この画面でステータスの表示、大マップの表示、インベントリ・バッグの管理、スキルや魔法のリスト、設定やログアウトなどが行なえます」
そう説明すると、全員が「おお」と短く歓声を上げる。
「ケントの
「ケントさんの
はい、そうです。
こっちでキャラを用意したので、彼女らのアバターにもインベントリ・バッグが追加されました。
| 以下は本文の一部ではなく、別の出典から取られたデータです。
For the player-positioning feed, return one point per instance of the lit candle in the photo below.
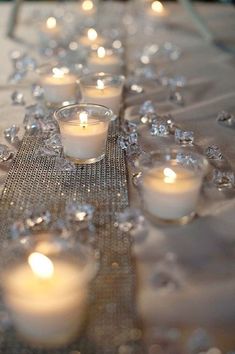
(171, 192)
(156, 9)
(59, 86)
(46, 299)
(103, 89)
(103, 60)
(51, 27)
(84, 135)
(88, 8)
(91, 38)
ティエルローゼに戻ったときに、どうなるかも実験対象の一つです。
ま、課金してなければ、俺のように無限に入ることはありませんが、上級
俺のWebコインを譲って課金するって事もできますが、それは必要になったらでいいでしょ。
仲間たちは思い思いにメニュー画面を弄り回している。
「ステータスは、ティエルローゼと変わらないようだな?」
「ああ、配置も一緒だろ?」
「レベルも一緒じゃな!」
俺はマリスのステータス画面を覗いてみる。
「うん、一緒みたいだね」
そういうと仲間たちも一安心といった顔になった。
ま、いきなりレベル一とかに落ちたら涙目になるだろうしな。
「では、フレンド登録を開始する。
手順は先程のメニュー画面の上から……」
俺とアースラでフレンド登録の仕方をきっちりと教え、全員で相互にフレンド登録をやっておく。
これで逸れた仲間が出ても探すのが楽になりますね。
それにしても、仲間たちはメニュー画面の言葉とかを説明していないのにしっかりと読解しているみたいだね。
自動翻訳機能、マジでいい仕事してますな。
異世界人にも通用するとか、高性能過ぎる気がするが、多分アレだ。
創造神の力で繋がってるからとか、ご都合主義な理由だと割り切っておくよ。
説明する事が減るし俺も助かる。